To validate this end-entity certificate, one needs an intermediate certificate that matches its Issuer and Authority Key Identifier:

• Issuer C=BE, O=GlobalSign nv-sa, CN=GlobalSign Organization Validation CA - SHA256 - G2
• Authority Key Identifier 96:DE:61:F1:BD:1C:16:29:53:1C:C0:CC:7D:3B:83:00:40:E6:1A:7C

In a TLS connection, a properly-configured server would provide the intermediate as part of the handshake. However, it’s also possible to retrieve the intermediate certificate by fetching the “CA Issuers” URL from the end-entity certificate.
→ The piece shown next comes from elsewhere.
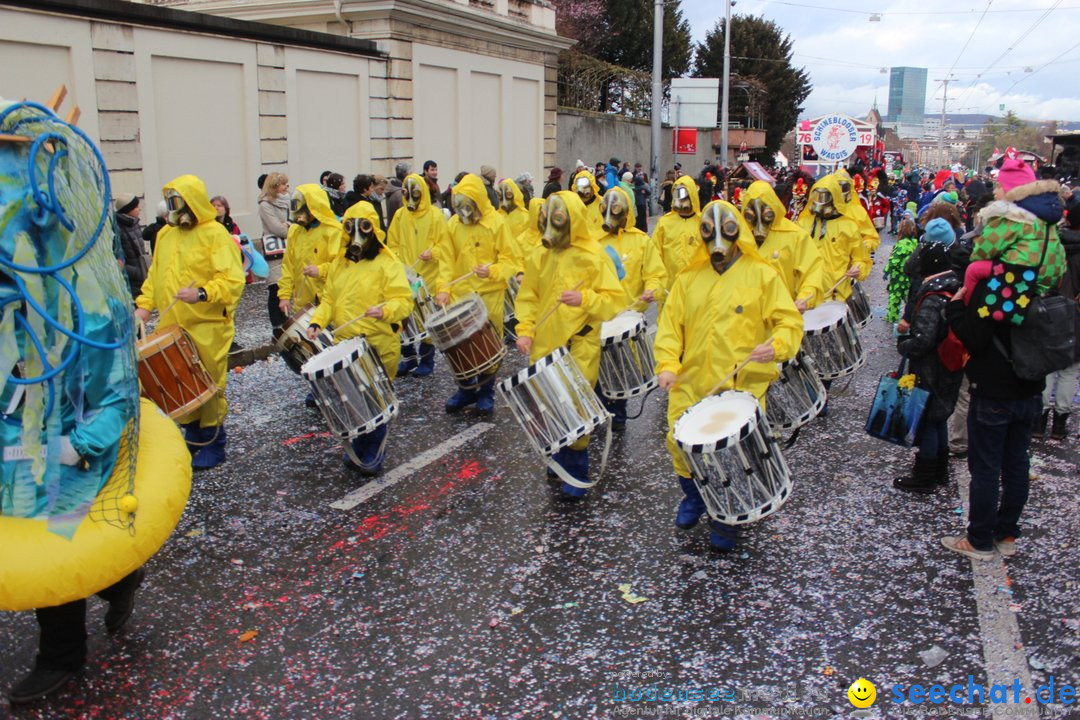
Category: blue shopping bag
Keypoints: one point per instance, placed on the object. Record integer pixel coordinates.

3-2) Intermediate certificate

his is an example of an intermediate certificate belonging to a certificate authority. This certificate signed the end-entity certificate above, and was signed by the root certificate below. Note that the subject field of this intermediate certificate matches the issuer field of the end-entity certificate that it signed. Also, the “subject key identifier” field in the intermediate matches the “authority key identifier” field in the subject.

Certificate:
    Data:
        Version: 3 (0x2)
        Serial Number:
            04:00:00:00:00:01:44:4e:f0:42:47
    Signature Algorithm: sha256WithRSAEncryption
        Issuer: C=BE, O=GlobalSign nv-sa, OU=Root CA, CN=GlobalSign Root CA
        Validity
            Not Before: Feb 20 10:00:00 2014 GMT
            Not After : Feb 20 10:00:00 2024 GMT
        Subject: C=BE, O=GlobalSign nv-sa, CN=GlobalSign Organization Validation CA - SHA256 - G2
        Subject Public Key Info:
            Public Key Algorithm: rsaEncryption
                Public-Key: (2048 bit)
                Modulus:
                    00:c7:0e:6c:3f:23:93:7f:cc:70:a5:9d:20:c3:0e:
                    ...
                Exponent: 65537 (0x10001)
        X509v3 extensions:
            X509v3 Key Usage: critical
                Certificate Sign, CRL Sign
            X509v3 Basic Constraints: critical
                CA:TRUE, pathlen:0
            X509v3 Subject Key Identifier:
                96:DE:61:F1:BD:1C:16:29:53:1C:C0:CC:7D:3B:83:00:40:E6:1A:7C
            X509v3 Certificate Policies:
                Policy: X509v3 Any Policy
                  CPS: https://www.globalsign.com/repository/

            X509v3 CRL Distribution Points:

                Full Name:
                  URI:http://crl.globalsign.net/root.crl

            Authority Information Access:
                OCSP - URI:http://ocsp.globalsign.com/rootr1

            X509v3 Authority Key Identifier:
                keyid:60:7B:66:1A:45:0D:97:CA:89:50:2F:7D:04:CD:34:A8:FF:FC:FD:4B

    Signature Algorithm: sha256WithRSAEncryption
         46:2a:ee:5e:bd:ae:01:60:37:31:11:86:71:74:b6:46:49:c8:
         ...

3-3) Root certificate

This is an example of a self-signed root certificate representing a certificate authority. Its issuer and subject fields are the same, and its signature can be validated with its own public key. Validation of the trust chain has to end here. If the validating program has this root certificate in its trust store, the end-entity certificate can be considered trusted for use in a TLS connection. Otherwise, the end-entity certificate is considered untrusted.

Certificate:
    Data:
        Version: 3 (0x2)
        Serial Number:
            04:00:00:00:00:01:15:4b:5a:c3:94
    Signature Algorithm: sha1WithRSAEncryption
        Issuer: C=BE, O=GlobalSign nv-sa, OU=Root CA, CN=GlobalSign Root CA
        Validity
            Not Before: Sep  1 12:00:00 1998 GMT
            Not After : Jan 28 12:00:00 2028 GMT
        Subject: C=BE, O=GlobalSign nv-sa, OU=Root CA, CN=GlobalSign Root CA
        Subject Public Key Info:
            Public Key Algorithm: rsaEncryption
                Public-Key: (2048 bit)
                Modulus:
                    00:da:0e:e6:99:8d:ce:a3:e3:4f:8a:7e:fb:f1:8b:
                    ...
                Exponent: 65537 (0x10001)
        X509v3 extensions:
            X509v3 Key Usage: critical
                Certificate Sign, CRL Sign
            X509v3 Basic Constraints: critical
                CA:TRUE
            X509v3 Subject Key Identifier: 
                60:7B:66:1A:45:0D:97:CA:89:50:2F:7D:04:CD:34:A8:FF:FC:FD:4B
    Signature Algorithm: sha1WithRSAEncryption
         d6:73:e7:7c:4f:76:d0:8d:bf:ec:ba:a2:be:34:c5:28:32:b5:
         ...

4) Security

There are a number of publications about PKI problems by Bruce Schneier, Peter Gutmann and other security experts.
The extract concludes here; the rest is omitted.